ÇKP 20. MERKEZ KOMİTESİ’NİN ÜÇÜNCÜ OTURUMUNDAN ÇIKAN KARAR: ÇİN MODERNLEŞMESİNİ İLERLETMEK İÇİN KAPSAMLI REFORMLARI DERİNLEŞTİRMEK

upa-admin 26 Ağustos 2024 290 Okunma 0
ÇKP 20. MERKEZ KOMİTESİ’NİN ÜÇÜNCÜ OTURUMUNDAN ÇIKAN KARAR: ÇİN MODERNLEŞMESİNİ İLERLETMEK İÇİN KAPSAMLI REFORMLARI DERİNLEŞTİRMEK

Giriş

Son yıllarda ekonomi ve diplomasideki atılımları ve başarılarıyla uluslararası siyasette adından en çok söz ettiren devletlerden birisi olarak dikkat çeken Çin (Halk Cumhuriyeti), Çin Komünist Partisi’nin (ÇKP) yönetimine dayalı farklı ve kendisine özgü siyasal sistemiyle genelde Batı dünyasında eleştirilere maruz kalmasına karşın, ülkenin son 70 yılda, bilhassa da son 30 yılda yaşadığı hızlı dönüşüm ve modernleşmedeki başarılar, en komünizm karşıtı çevrelerin bile övgüsüne mazhar olmaktadır.

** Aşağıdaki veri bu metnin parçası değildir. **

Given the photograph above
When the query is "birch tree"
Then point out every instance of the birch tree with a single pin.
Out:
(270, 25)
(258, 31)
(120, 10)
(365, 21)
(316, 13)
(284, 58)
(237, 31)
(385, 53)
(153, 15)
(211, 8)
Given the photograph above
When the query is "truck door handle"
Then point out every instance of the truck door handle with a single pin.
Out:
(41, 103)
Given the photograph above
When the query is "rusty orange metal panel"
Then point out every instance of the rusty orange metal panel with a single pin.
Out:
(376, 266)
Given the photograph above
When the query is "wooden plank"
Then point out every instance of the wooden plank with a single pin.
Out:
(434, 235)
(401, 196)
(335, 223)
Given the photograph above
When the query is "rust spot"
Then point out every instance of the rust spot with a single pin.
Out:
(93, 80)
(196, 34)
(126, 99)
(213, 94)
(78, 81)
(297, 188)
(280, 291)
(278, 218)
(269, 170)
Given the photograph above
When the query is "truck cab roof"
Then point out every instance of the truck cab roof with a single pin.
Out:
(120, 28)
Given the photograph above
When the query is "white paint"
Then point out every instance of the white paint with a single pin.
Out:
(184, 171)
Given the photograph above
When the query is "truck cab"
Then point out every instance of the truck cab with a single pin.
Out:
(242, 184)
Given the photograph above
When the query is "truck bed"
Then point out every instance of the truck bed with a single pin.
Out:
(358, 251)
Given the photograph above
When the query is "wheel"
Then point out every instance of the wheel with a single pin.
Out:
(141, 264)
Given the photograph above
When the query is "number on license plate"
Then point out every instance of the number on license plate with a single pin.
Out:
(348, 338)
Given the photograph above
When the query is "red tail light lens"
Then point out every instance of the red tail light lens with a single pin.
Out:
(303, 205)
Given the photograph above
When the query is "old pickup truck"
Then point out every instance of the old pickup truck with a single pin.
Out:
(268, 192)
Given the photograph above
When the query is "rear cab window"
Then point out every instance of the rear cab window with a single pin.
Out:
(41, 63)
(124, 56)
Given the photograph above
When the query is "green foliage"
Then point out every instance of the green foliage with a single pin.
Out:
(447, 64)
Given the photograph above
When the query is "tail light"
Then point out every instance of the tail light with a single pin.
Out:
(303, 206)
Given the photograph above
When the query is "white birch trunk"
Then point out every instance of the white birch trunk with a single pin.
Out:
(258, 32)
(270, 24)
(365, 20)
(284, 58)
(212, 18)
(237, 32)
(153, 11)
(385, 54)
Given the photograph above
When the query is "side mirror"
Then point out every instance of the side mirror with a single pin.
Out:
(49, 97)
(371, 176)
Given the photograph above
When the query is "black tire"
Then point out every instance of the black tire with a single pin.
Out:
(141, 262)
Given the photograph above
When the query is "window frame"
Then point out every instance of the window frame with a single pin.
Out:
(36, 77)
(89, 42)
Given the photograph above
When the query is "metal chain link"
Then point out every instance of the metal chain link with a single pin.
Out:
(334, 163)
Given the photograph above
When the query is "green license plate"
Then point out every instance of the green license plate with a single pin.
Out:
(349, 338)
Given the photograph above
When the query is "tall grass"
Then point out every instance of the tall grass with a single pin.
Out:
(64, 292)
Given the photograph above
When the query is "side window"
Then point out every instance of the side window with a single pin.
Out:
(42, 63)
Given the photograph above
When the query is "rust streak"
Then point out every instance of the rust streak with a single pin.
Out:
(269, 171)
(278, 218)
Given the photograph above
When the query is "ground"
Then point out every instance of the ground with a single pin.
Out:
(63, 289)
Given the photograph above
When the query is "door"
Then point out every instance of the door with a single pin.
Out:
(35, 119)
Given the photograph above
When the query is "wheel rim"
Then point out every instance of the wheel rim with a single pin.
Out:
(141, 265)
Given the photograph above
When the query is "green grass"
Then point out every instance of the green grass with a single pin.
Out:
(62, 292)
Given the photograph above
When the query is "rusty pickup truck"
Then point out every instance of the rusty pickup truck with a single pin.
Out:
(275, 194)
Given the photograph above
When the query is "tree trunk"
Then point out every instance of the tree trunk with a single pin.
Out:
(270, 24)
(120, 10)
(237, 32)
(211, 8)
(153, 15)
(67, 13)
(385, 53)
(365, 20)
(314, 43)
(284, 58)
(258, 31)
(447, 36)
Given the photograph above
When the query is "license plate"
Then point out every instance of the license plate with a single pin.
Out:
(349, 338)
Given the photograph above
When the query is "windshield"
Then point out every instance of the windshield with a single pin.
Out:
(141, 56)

Öyle ki, bir dönem “Kızıl Çin” olarak kötülenen Çin Halk Cumhuriyeti, günümüzde küresel kapitalizmin gelişimi adına en kritik devlet durumundadır. Çin’in bu başarısı ise, kuşkusuz, ÇKP’nin başarısıdır. Bu nedenle, ÇKP içerisindeki önemli tartışmalar, Çin’in ve dünyanın geleceği adına da çok kritik gelişmelerdir. Bu bağlamda, bu yazıda, ÇKP’nin Pekin’de geçtiğimiz gün gerçekleştirilen 20. Merkez Komitesi’nin 3. Genel Oturumu’ndan çıkan kararları özetlemeye ve yorumlamaya çalışacağım.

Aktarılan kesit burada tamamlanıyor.